Come the day cometh the man, goes the old cliché – and for once there appears to be an outbreak of common sense.
he issue we are referring to is that of our ‘beleagured’ health service after 200 operations were cancelled and A&E departments were swamped with the walking wounded and a few who had a sniffle.
In the past this would have prompted panicked ministerial statements, visits, appearances on radio stations.
Current health minister, Jim Wells, may have his critics, but he has made a remarkable statement of common sense.
Basically he has said that there was no need for politicians to stick their noses into clinicians’ jobs.
This is quite a remarkable insight. Politicians are there to set policies and standards, not treat heart attacks. Doctors, nurses, and other clinical staff do that, and they treat all who come through the doors.
And, with the situation now stabilising it could just be that Mr Wells was right to stay away from the media’s microphones.

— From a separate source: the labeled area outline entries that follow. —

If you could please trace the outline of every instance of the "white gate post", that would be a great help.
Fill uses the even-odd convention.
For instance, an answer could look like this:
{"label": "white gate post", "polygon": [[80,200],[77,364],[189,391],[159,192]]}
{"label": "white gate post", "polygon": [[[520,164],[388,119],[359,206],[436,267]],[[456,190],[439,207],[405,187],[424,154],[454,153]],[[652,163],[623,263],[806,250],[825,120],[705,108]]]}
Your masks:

He will, no doubt, now be exercised with the potential causes of such upturns in demand, such as an ageing population, the high cost of bureaucracy in Northern Ireland’s health service, bed blocking, and public confidence... At least we hope so!

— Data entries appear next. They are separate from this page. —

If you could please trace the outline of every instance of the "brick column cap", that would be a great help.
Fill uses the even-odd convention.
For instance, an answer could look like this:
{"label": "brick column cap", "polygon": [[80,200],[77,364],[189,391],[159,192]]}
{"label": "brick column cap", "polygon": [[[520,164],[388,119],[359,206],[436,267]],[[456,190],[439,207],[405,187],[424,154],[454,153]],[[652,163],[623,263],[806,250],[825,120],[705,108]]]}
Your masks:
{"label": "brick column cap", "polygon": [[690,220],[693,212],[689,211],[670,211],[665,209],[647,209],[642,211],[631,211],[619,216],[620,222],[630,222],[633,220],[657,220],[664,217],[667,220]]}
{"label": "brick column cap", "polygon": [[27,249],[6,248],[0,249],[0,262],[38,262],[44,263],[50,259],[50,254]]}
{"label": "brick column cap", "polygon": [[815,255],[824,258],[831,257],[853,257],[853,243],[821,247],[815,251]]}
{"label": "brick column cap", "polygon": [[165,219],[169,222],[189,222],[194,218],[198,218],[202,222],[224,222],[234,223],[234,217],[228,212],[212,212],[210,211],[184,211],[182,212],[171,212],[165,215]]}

In less controversial news this week the consultation on the abortion laws ends this coming Saturday, and in advance of this, Archbishop Eamon Martin, leader of the Catholic Church in Ireland, made his way to a meeting with Justice Minister, David Ford. No doubt that was an interesting chat.
We also saw this week the Irish Congress of Trade Unions (ICTU) taking out newspaper advertisements criticising the Stormont House Agreement; having been very vocal about telling the politicians to ‘Make it Work’ and reach an agreement. I guess you can’t please everyone.
ICTU’s gripe seems to be that up to 20,000 jobs will be lost; the £700m from the British Government is a loan to get rid of those jobs; cutting corporation tax will help feed the ‘fat cats’; and a generally unhappiness about the whole thing.
Seems everyone is a critic these days – but in that spirit we hope that trade unions will refrain from sitting on any of the new Stormont House Agreement quangos.